The CDC has seen some success in detecting potential outbreaks by monitoring EMS logs — its study claims that doing so more than doubled reports of probable infectious disease. But EMS does not routinely measure body temperatures when transporting ill travelers to hospitals, a key step in early outbreak detection, as fever is associated with most communicable diseases. Since CBP cannot prevent every infected traveler from entering the U.S., the CDC has to rely on whatever data it receives from CBP and local hospitals to predict and detect surges in disease activity.

In 2005, the Institute of Medicine published a report detailing the shortcomings of the current quarantine system. To illustrate the potential danger of a foreign-born outbreak, the study pointed to the case of a man exhibiting early symptoms of Lassa fever, a deadly virus that claims 5,000 lives every year, who flew from Sierra Leone to Newark in 2004. A week after his arrival, he was dead — and he had exposed 188 people to the disease.
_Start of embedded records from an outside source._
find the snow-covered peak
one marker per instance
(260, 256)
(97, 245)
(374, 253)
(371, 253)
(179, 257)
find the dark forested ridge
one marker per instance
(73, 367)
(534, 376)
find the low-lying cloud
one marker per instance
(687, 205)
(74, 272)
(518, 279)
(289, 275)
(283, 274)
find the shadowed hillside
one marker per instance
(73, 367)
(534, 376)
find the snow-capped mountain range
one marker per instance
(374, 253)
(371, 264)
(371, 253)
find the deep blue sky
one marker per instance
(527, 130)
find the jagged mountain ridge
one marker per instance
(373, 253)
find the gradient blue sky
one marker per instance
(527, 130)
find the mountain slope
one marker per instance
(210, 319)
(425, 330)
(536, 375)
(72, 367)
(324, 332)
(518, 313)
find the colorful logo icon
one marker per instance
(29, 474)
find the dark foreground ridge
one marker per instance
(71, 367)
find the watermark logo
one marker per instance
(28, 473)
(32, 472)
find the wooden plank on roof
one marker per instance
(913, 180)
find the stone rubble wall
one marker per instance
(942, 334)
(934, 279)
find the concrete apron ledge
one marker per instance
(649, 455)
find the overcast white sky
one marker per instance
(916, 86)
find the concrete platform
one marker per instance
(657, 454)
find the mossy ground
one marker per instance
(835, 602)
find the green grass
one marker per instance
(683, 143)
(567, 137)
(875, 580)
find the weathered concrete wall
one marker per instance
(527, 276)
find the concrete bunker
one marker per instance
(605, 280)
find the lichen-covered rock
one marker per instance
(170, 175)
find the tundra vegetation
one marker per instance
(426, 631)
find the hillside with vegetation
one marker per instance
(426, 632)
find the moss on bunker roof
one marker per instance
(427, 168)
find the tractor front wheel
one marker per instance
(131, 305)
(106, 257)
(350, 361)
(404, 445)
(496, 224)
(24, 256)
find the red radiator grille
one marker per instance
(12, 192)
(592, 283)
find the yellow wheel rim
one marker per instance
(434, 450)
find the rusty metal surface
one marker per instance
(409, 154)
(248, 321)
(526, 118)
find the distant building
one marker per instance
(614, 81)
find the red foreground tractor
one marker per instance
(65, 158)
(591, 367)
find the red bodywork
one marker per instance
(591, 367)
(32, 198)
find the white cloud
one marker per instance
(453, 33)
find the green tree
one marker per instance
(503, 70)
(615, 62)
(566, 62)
Although a simple, noninvasive screening of the visibly sick man could have prevented his death and the exposure of the virus to others, he was still one out of the hundreds of thousands of travelers who enter the country every day, managing to slip through the gaping cracks in a struggling system.

“The traditional, primary activity of the CDC quarantine stations no longer protect the U.S. sufficiently against microbial threats of public health significance that originate abroad,” that report concluded.

The problem, according to the report, is a lack of central leadership in the quarantine system. Overwhelmed by millions of incoming travelers every year and the need to work closely with a vast bureaucratic network spanning dozens of international, federal, state and local agencies and organizations, the Division of Global Migration and Quarantine also lacks any central authority to manage the quarantine system. The Institute of Medicine report recommended that CDC quarantine stations shift from the “legacy activity of inspection” to a leadership role of managing a nationwide public health policy to prevent the spread of communicable diseases. Despite the recommendations laid out by the Institute of Medicine more than five years ago, little has changed.

Despite the problems and limitations with the current system, CBP insists this is a matter it can handle. “We enforce hundreds of laws for dozens of agencies,” Maier says. “This is a duty we are capable of performing.”